When the phrase “Real-World Assets” is mentioned, one’s mind may drift to real estate, commodities, or maybe even stocks. The phrase rarely conjures images of colorful animated characters with special powers. However, for thousands of onchain Pokémon card collectors, this is precisely the meaning it has taken on.
Over the past few months, Solana has seen an unexpected boom in onchain Trading Card Game (TCG) marketplaces. Platforms like Collector Crypt, Phygitals, and Emporium dominated discussions, with record-breaking gacha spending and player engagement. Initially, this wave appeared unstoppable, even surpassing NFT trading volumes on the network.
At its September peak, TCG weekly trading volume reached $44.7 million, more than 630 percent higher than NFT weekly trading volume at $6.1 million. Although activity has since cooled, the latest data show TCGs still outpacing NFTs, with last week’s $3.1 million in TCG trading volume standing about 247 percent higher than the $888,921 seen in NFTs. This dominance highlights that while momentum has slowed, TCGs continue to command greater engagement than NFTs on Solana.
Breaking Down the Numbers
According to SolanaFloor Data Analytics, Collector Crypt remains the market leader, generating $17.9 million in total revenue and $138.4 million in total gacha spending. Phygitals follows with $8.2 million in revenue and $53.4 million in spending, while Emporium trails far behind with just $125,443 in revenue and $1.16 million in spending.
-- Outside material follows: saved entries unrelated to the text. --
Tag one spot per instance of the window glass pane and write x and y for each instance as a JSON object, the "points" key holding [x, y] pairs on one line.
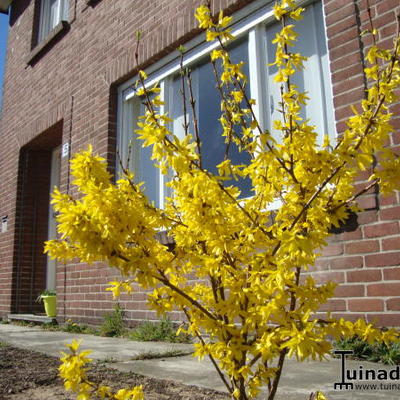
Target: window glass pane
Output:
{"points": [[141, 163], [314, 79], [208, 113], [54, 14]]}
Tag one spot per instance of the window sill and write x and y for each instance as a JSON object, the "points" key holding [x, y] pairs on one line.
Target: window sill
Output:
{"points": [[44, 45]]}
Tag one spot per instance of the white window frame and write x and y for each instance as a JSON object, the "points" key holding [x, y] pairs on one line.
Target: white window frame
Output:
{"points": [[251, 21], [46, 25]]}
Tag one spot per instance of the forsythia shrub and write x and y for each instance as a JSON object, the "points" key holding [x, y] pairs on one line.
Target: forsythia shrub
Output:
{"points": [[73, 371], [249, 307]]}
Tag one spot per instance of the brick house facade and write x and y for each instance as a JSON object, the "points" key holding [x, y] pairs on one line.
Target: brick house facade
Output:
{"points": [[62, 91]]}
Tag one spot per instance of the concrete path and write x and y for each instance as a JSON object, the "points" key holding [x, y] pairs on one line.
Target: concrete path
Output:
{"points": [[298, 380]]}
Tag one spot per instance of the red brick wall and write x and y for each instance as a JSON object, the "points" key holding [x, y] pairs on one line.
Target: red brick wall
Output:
{"points": [[365, 262], [74, 84]]}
In terms of engagement, the total number of gacha purchases tells a slightly different story. Phygitals leads with over 4.28 million purchases, compared to 1.9 million on Collector Crypt and just under 20,000 on Emporium. This divergence highlights how Phygitals attracts more frequent, lower-value interactions, while Collector Crypt relies heavily on high-spending users.
A Market Driven by Whales
The gacha spending per wallet metric reinforces this contrast. On average, wallets on Collector Crypt have spent $18,446, compared to $1,575 on Phygitals and $3,670 on Emporium. Collector Crypt’s figures indicate a strong concentration of high-value participants driving total revenue. Meanwhile, Phygitals exhibits a more retail-driven profile, suggesting a broader but shallower user base.
These dynamics echo earlier phases of onchain trends, where high-volume activity masked an uneven distribution of spending power. In practice, this means that, although total volumes remain high, the overall health of the ecosystem may depend on whether retail engagement can sustain long-term liquidity as large holders slow their activity.
Signs of a Plateau
While the cumulative numbers appear impressive, Solana’s TCG sector growth rate is slowing. Recent weeks have seen a flattening in revenue and transaction volumes, indicating that the initial hype may be cooling. Data shows that spending levels that once practically doubled week over week have started to stabilize. The sheer scale of total gacha spending across all platforms, now exceeding $193 million combined, highlights the sector’s rapid growth but also a sharp slowdown in recent weeks. Weekly gacha spending peaked at $23.7 million and has since declined to $1.61 million, a drop of roughly 93 percent. Such a steep pullback raises questions about whether the market can continue expanding at the same pace.
Part of this moderation likely stems from changing sentiment across speculative sectors. As traders rotate into new narratives, attention toward onchain TCGs has softened. The absence of significant new product releases or token catalysts has also contributed to a quieter market.
Has the Meta Peaked?
Volumes remain strong relative to traditional NFT trading, and the top platform continues to generate meaningful revenue. However, declining activity suggests that the Pokémon TCG meta has reached its saturation point for now.
The TCG trend also fits within a broader movement toward exotic real-world assets (RWAs). By tokenizing collectibles such as trading cards, these projects merge nostalgic fandom with onchain liquidity. However, as enthusiasm cools, the sector will need to prove its staying power beyond speculation. Platforms must foster actual utility and secondary markets that can sustain user engagement after the initial wave of interest.
Whether the trend can regain momentum will depend on innovation within the ecosystem. Features such as TCG lending, card collateralization, or real-world integration could re-ignite interest, but without these catalysts, the sector risks losing visibility to newer, faster-moving onchain trends.
A Market at a Crossroads
The Pokémon-inspired TCG meta on Solana remains one of the most fascinating experiments in the digital collectibles space. However, sustaining this momentum will require more than nostalgia and excitement around pack openings.
As onchain data reveals, the market has reached a critical point. Overall activity suggests that the boom phase is over and the market now faces a test of retention rather than raw expansion.
For now, the Solana TCG ecosystem stands as both a testament to the power of community-driven speculation and a reminder of how quickly crypto trends can shift.